Sprung up from the mixed mulch of conifer and Wild cherry, this solitary fruiting body leans at angle, peering out past the greenhouse, down the garden path. Something of its patina reminds me of a Hinkypunk, the green-blue sprites that reside in wetlands to lure travellers into bogs. It is too sturdy for a true Will-o’-the-wisp, and seems very firmly anchored in the earth, despite looking more alien than anything else in the vicinity. On close inspection I am revolted by its gelatinous covering – grit, seeds, particles of leaf, all manner of things are stuck to its surface. When I try to remove them with a stick, mucoid strings that would give pride to a slug stretch and snap back. It should be beautiful, this natural verdigris, reminiscent of oxidized copper rooftops in ancient cities. Instead, it is repellent; even without the slime, there is nothing in this mushroom that makes you want to touch it.

With absurd attention to detail, it is speckled white and fringed, like a tasselled parasol. Already turning brown in places, the tarnish marks its age and suggests it has been here for at least a few days. At about six inches in diameter, it is certainly a sizable meal for a bird or a squirrel and yet no one attempts to eat it. I wonder how far the rest of the organism stretches underground, and if other fruiting bodies will turn up. I watch over the next couple of weeks, but they never appear. It slowly collapses into the mulch, merging with the chippings, and I regret that if there was ever a moment when it sent out its spores, I definitely missed it.
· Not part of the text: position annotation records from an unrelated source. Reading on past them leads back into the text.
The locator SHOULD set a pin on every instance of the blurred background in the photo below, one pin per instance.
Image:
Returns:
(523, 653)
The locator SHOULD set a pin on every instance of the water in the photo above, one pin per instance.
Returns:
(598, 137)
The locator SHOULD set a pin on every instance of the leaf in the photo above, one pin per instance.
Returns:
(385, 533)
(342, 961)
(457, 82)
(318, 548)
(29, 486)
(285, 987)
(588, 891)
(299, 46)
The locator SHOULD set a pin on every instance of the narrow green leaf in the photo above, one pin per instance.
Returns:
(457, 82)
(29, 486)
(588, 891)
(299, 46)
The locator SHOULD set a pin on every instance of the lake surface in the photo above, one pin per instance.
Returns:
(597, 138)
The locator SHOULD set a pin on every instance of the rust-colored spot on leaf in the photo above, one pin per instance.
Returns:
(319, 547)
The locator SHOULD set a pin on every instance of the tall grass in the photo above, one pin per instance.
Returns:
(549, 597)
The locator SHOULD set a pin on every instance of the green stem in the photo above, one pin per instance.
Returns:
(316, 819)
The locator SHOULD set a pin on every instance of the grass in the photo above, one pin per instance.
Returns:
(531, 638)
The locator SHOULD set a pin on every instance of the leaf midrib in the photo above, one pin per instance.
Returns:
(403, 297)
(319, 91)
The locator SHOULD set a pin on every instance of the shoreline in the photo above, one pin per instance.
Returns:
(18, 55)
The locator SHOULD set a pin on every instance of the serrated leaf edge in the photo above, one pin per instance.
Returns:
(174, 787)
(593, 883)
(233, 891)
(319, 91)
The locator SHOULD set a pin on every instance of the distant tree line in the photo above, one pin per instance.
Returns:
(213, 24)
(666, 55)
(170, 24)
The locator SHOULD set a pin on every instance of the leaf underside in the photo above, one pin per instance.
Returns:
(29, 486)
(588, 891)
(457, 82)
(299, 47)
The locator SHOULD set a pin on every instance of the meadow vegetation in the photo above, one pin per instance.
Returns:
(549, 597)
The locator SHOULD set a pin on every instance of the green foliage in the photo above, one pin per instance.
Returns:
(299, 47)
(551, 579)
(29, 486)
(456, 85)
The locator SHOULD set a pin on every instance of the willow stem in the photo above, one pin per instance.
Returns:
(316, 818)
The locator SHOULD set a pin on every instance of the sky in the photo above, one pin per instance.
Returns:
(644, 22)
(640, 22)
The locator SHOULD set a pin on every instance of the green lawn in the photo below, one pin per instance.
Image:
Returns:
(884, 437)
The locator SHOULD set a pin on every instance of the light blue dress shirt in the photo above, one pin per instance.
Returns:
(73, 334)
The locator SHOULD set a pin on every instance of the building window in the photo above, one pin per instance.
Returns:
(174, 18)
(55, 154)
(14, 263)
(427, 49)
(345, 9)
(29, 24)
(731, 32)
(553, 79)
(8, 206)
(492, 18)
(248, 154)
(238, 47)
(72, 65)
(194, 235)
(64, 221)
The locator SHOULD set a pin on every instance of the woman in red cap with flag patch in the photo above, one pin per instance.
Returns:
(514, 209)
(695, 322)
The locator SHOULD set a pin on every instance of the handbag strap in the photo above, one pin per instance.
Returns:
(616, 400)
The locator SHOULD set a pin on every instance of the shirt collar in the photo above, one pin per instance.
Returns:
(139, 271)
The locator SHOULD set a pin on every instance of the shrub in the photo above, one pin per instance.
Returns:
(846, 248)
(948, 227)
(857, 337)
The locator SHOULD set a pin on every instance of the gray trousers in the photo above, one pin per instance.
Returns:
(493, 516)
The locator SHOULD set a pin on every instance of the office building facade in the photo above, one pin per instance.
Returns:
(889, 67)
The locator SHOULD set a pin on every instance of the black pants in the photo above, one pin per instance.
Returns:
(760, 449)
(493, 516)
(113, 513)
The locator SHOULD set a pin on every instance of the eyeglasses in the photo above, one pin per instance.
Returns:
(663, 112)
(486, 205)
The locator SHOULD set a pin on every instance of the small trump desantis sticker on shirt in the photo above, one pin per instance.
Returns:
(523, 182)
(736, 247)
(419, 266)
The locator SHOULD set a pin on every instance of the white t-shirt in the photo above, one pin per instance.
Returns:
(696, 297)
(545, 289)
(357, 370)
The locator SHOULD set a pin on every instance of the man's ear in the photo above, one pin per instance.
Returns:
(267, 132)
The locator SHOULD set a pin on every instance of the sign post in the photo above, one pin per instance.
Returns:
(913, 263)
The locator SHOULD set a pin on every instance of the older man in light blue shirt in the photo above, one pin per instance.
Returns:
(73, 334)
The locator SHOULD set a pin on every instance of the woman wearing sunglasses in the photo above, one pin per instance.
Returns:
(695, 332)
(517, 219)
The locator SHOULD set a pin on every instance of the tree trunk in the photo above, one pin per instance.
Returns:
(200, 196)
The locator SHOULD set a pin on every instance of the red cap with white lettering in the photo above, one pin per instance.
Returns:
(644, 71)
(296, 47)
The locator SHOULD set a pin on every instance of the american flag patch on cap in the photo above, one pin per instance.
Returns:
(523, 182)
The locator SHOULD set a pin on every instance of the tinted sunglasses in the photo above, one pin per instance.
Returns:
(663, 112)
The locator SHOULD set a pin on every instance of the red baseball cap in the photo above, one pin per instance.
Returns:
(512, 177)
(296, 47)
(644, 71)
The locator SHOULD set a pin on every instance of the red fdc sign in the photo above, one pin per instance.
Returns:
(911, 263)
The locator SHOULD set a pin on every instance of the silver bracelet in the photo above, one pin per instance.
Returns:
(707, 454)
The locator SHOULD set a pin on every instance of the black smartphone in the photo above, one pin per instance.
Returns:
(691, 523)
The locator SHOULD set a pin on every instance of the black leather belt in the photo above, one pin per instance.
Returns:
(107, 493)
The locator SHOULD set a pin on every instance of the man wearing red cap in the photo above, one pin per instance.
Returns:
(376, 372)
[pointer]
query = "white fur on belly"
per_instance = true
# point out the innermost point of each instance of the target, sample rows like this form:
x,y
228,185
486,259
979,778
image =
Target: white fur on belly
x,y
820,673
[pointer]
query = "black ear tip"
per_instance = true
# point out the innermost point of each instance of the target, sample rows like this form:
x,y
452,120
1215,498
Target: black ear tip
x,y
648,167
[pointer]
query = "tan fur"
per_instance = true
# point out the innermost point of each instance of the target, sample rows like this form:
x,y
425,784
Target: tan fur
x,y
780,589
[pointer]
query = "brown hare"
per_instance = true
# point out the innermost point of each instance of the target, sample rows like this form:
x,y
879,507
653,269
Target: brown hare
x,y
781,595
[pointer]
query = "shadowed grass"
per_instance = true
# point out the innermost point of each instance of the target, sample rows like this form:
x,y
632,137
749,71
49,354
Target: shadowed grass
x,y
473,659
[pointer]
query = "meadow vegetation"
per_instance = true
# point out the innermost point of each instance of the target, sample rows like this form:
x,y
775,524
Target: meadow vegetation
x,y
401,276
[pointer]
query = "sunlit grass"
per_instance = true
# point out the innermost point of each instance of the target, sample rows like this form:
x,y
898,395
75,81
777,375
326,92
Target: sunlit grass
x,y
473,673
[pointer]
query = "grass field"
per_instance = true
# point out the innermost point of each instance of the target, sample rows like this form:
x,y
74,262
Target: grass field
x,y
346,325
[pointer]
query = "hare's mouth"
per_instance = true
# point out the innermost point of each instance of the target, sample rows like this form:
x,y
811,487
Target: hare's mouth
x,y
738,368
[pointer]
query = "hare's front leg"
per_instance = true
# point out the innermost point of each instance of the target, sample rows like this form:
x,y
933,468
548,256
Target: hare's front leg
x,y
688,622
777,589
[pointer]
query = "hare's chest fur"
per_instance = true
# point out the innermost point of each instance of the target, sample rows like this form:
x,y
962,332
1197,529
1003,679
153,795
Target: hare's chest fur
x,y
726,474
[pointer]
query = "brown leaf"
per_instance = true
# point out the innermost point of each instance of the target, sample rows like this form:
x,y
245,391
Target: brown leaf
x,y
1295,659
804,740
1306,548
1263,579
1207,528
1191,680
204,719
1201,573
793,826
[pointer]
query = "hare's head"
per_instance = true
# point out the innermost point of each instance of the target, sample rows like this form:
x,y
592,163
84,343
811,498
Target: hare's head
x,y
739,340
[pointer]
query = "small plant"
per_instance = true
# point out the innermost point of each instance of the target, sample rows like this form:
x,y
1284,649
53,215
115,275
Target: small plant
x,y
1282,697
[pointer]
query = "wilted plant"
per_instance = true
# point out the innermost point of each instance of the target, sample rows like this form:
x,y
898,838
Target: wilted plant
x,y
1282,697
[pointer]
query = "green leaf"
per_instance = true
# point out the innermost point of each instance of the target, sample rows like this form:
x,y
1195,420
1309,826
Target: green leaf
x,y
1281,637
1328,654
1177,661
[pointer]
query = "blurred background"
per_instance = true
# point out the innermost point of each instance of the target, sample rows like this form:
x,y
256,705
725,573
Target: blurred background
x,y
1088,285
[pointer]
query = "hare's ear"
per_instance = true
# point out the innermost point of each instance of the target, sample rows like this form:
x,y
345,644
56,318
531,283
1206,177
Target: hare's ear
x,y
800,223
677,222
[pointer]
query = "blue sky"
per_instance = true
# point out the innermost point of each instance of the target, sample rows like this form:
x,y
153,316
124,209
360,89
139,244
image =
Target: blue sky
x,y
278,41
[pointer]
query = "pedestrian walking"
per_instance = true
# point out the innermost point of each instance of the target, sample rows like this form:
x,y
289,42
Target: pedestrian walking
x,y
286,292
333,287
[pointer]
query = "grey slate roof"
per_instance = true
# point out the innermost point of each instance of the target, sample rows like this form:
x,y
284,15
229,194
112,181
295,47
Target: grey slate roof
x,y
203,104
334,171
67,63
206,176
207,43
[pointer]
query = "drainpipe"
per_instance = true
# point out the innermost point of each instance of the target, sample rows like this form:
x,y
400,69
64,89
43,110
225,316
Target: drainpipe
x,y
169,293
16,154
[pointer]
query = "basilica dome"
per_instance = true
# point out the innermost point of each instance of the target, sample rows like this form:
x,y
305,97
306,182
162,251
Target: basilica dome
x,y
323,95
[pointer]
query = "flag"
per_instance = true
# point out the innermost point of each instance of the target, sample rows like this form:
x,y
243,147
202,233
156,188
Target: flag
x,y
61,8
Curiously, if you look up Stropharia aeruginosa on the Internet it seems the jury is out on whether or not it is poisonous. If you look up Stropharia aeruginosa in a guidebook it clearly states that it is. How anything so undesirable could ever be considered edible is a mystery; every aspect of this other-worldly organism tells you it cannot be human food. Added to this, among the fungi-friends there is a general assumption that anything slimy is best avoided, tending as it does towards toxicity.

As a natural object to view, Verdigris Agaric is beautiful in its way, and a charming symptom of a damp autumn. A cold mycelial blue alongside the hot pink petals of the Cyclamen. More vivid and vital than the inert plastic shards my eye is now trained to see.